2. Import Pre-built Dashboards:
Many excellent pre-built dashboards are available on Grafana.com for Node Exporter, PostgreSQL Exporter, and general system monitoring. Search for “Node Exporter Full” and “PostgreSQL” dashboards. Import these via the Grafana UI (Configuration -> Dashboards -> Import).
3. Create Custom Dashboards:
For WordPress-specific metrics or combined views, create custom dashboards. Key panels to include:
- Web Server Overview: Request rate, error rate (5xx, 4xx), response time percentiles (P95, P99).
- PHP-FPM Performance: Active processes, idle processes, request duration, slow requests.
- PostgreSQL Cluster Health: Replication lag, active connections, query latency, cache hit ratio, CPU/Memory usage per node.
- System Resources: CPU, Memory, Disk I/O, Network traffic per instance.
- WordPress Health Check Status: A simple gauge showing the overall health status from your custom script.
Use PromQL queries to populate these panels. For example, to show the P95 response time for your web servers:
histogram_quantile(0.95, sum(rate(http_server_requests_seconds_bucket[5m])) by (le, instance))
And to show PostgreSQL replication lag:
avg by (instance) (rate(pg_replication_lag_seconds[5m]))
Advanced Considerations and Best Practices
1. High Availability for Monitoring: Ensure your Prometheus and Alertmanager instances are themselves highly available. Consider running multiple Prometheus instances behind a load balancer or using Thanos/Cortex for long-term storage and global view.
2. Service Discovery: For dynamic environments, use Prometheus’s service discovery mechanisms (e.g., Linode’s API, Kubernetes SD) instead of static configurations.
3. Log Aggregation: Complement metrics with centralized logging (e.g., ELK stack, Loki). Metrics tell you *what* is happening, logs tell you *why*.

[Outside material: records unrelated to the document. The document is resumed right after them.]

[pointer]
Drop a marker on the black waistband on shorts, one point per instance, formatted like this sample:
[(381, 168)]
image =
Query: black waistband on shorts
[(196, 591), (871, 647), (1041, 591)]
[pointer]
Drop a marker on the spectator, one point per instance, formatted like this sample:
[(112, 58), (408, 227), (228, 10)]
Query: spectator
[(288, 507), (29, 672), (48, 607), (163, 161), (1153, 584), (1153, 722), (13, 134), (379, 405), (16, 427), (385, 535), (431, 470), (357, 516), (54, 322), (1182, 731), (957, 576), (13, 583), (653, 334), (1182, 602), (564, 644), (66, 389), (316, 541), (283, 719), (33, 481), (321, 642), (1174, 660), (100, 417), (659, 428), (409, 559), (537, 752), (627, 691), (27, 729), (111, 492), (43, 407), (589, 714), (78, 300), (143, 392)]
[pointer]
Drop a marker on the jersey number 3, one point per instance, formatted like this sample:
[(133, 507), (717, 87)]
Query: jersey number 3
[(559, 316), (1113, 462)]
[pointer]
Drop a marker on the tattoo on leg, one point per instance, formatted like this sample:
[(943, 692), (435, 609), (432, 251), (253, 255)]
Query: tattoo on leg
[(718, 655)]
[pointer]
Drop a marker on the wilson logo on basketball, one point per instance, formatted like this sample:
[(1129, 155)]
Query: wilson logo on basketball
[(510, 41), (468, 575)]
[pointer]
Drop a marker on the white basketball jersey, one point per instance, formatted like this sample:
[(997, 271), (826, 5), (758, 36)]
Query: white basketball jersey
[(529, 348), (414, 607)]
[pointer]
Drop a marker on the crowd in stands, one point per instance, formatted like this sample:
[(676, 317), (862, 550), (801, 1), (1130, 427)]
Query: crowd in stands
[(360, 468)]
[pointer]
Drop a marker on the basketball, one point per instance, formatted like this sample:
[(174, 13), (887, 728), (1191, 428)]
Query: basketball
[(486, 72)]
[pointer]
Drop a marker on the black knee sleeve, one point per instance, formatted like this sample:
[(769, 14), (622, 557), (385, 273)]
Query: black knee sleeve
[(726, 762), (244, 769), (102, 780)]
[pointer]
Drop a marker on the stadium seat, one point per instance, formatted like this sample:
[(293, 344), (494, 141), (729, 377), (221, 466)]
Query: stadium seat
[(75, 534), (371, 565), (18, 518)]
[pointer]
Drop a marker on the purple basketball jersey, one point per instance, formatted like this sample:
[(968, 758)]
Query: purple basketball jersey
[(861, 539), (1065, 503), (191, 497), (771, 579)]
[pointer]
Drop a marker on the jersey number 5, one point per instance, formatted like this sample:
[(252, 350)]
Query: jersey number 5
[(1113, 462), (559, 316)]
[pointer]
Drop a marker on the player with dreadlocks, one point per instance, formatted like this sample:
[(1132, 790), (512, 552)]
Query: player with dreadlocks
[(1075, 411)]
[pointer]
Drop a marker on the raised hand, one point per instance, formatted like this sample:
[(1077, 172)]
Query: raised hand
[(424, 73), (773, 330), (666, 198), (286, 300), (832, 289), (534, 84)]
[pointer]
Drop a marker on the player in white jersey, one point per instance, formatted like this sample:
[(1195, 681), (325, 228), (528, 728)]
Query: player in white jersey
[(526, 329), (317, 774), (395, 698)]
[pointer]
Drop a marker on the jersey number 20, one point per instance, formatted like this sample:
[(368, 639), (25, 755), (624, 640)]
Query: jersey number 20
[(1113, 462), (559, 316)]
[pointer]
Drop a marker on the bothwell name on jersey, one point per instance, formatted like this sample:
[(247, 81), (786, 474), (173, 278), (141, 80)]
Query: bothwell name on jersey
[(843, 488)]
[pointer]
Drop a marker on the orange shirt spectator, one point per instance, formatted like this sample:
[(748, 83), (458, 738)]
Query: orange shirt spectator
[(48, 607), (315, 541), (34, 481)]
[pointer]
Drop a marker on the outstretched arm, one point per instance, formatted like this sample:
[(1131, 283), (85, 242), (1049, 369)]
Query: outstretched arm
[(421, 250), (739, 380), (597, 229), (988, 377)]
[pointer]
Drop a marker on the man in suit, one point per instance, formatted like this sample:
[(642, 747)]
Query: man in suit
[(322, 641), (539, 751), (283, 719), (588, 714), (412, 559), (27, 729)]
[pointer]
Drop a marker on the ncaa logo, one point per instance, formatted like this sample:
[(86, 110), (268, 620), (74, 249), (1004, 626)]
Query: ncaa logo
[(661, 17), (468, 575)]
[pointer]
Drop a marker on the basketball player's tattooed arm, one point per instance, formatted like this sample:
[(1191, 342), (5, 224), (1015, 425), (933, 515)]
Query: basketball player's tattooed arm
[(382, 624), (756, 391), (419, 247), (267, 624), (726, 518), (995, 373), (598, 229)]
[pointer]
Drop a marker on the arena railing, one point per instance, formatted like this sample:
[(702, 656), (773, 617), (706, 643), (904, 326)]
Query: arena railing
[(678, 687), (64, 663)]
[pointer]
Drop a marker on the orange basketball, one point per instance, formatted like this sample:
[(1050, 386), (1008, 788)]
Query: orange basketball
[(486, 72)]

4. Performance Tuning: Use the collected metrics to identify bottlenecks. For PostgreSQL, this might involve tuning shared_buffers, work_mem, or analyzing slow queries with `pg_stat_statements`. For WordPress, optimize PHP configuration, caching plugins, and consider a CDN.

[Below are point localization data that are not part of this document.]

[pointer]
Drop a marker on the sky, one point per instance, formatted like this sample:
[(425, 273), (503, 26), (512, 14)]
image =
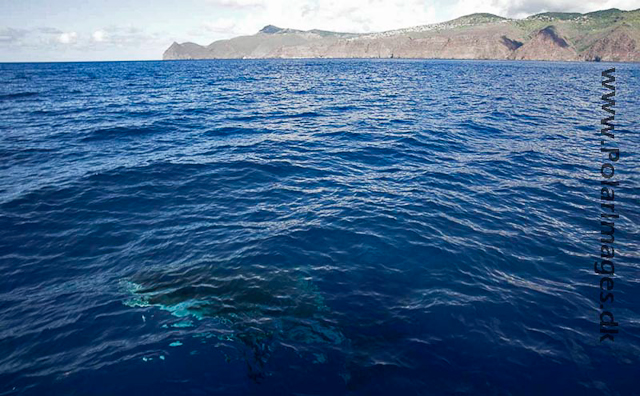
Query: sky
[(95, 30)]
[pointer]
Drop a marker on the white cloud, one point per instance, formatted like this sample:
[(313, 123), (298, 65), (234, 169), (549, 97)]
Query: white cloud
[(99, 36), (358, 16), (524, 8), (221, 25), (68, 38), (238, 3)]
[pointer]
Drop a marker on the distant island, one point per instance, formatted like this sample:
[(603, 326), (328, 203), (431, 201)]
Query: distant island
[(609, 35)]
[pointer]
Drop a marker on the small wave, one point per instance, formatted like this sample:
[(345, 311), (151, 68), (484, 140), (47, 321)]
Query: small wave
[(18, 95)]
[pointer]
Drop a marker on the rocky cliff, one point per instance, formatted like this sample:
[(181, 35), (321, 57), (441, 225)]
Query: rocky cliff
[(609, 35)]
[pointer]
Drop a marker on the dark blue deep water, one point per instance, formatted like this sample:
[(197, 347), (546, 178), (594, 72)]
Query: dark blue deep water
[(313, 227)]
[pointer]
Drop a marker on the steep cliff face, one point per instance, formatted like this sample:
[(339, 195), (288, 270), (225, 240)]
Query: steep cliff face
[(621, 45), (610, 35), (547, 44)]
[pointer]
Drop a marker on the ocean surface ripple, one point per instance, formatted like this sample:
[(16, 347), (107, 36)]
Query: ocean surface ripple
[(312, 227)]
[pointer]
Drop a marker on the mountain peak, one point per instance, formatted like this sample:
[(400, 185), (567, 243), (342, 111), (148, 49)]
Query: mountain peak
[(270, 29)]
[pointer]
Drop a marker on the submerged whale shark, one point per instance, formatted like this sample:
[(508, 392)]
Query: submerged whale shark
[(258, 308)]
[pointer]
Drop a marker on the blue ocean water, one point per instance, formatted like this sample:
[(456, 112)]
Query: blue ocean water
[(313, 227)]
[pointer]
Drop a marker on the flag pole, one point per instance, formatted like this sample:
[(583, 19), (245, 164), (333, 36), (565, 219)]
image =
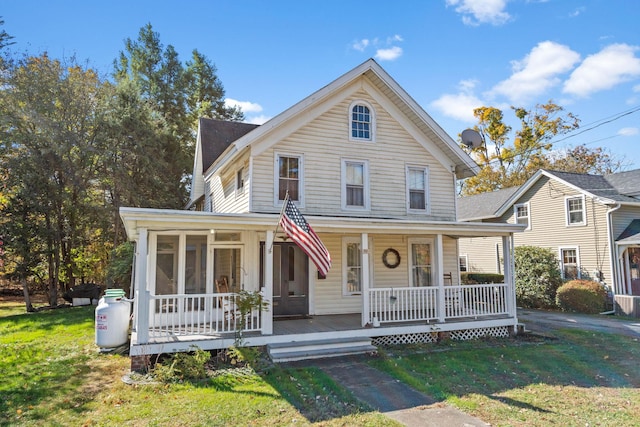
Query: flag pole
[(284, 206)]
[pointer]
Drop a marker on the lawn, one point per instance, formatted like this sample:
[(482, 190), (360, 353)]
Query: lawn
[(54, 375)]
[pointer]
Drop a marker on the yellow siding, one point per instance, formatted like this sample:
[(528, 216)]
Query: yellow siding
[(324, 142)]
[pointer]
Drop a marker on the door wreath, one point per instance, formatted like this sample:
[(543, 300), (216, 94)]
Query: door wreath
[(391, 258)]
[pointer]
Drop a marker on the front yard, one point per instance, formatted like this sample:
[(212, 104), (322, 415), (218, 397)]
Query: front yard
[(54, 375)]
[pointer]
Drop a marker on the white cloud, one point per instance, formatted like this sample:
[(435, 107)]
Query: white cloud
[(257, 120), (611, 66), (459, 106), (386, 49), (360, 45), (476, 12), (628, 131), (246, 106), (537, 72), (390, 54)]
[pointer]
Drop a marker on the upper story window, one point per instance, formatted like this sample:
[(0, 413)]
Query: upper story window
[(361, 121), (418, 189), (355, 184), (575, 210), (521, 213), (288, 177)]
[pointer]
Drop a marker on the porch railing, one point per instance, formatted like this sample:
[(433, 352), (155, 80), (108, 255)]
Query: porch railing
[(198, 314), (388, 305)]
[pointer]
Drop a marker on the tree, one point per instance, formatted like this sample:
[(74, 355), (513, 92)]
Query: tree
[(503, 165), (180, 95), (48, 132)]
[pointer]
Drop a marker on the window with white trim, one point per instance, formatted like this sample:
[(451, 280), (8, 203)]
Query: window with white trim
[(288, 174), (570, 263), (575, 210), (240, 181), (352, 266), (421, 263), (417, 189), (463, 263), (521, 214), (355, 184)]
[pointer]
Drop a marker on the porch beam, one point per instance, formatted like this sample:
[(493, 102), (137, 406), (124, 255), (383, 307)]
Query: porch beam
[(267, 290), (364, 244), (439, 272), (142, 295)]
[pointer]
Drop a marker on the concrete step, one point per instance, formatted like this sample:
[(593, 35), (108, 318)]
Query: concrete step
[(317, 349)]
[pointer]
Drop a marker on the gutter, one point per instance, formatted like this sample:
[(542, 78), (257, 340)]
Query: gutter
[(613, 266)]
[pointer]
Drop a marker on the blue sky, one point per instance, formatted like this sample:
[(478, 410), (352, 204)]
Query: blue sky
[(451, 56)]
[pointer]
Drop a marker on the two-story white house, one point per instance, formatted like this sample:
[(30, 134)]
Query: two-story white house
[(374, 176)]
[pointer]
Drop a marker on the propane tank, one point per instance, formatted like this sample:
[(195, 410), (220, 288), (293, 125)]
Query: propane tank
[(112, 319)]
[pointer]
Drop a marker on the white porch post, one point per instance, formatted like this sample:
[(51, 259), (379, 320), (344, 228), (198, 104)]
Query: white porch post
[(509, 279), (439, 270), (364, 244), (142, 295), (267, 289)]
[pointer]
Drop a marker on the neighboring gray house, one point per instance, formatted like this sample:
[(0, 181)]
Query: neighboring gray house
[(592, 222)]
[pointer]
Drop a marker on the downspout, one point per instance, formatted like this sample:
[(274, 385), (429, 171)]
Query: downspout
[(613, 265)]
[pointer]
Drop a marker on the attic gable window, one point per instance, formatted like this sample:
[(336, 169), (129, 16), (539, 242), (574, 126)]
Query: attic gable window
[(361, 121), (575, 211)]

5. Security: Secure your monitoring endpoints. Use firewalls to restrict access to Prometheus, Alertmanager, and exporters. Consider authentication for sensitive metrics.
6. Regular Review: Periodically review your alerts and dashboards. Are they still relevant? Are there too many false positives? Adjust thresholds and rules as your application evolves.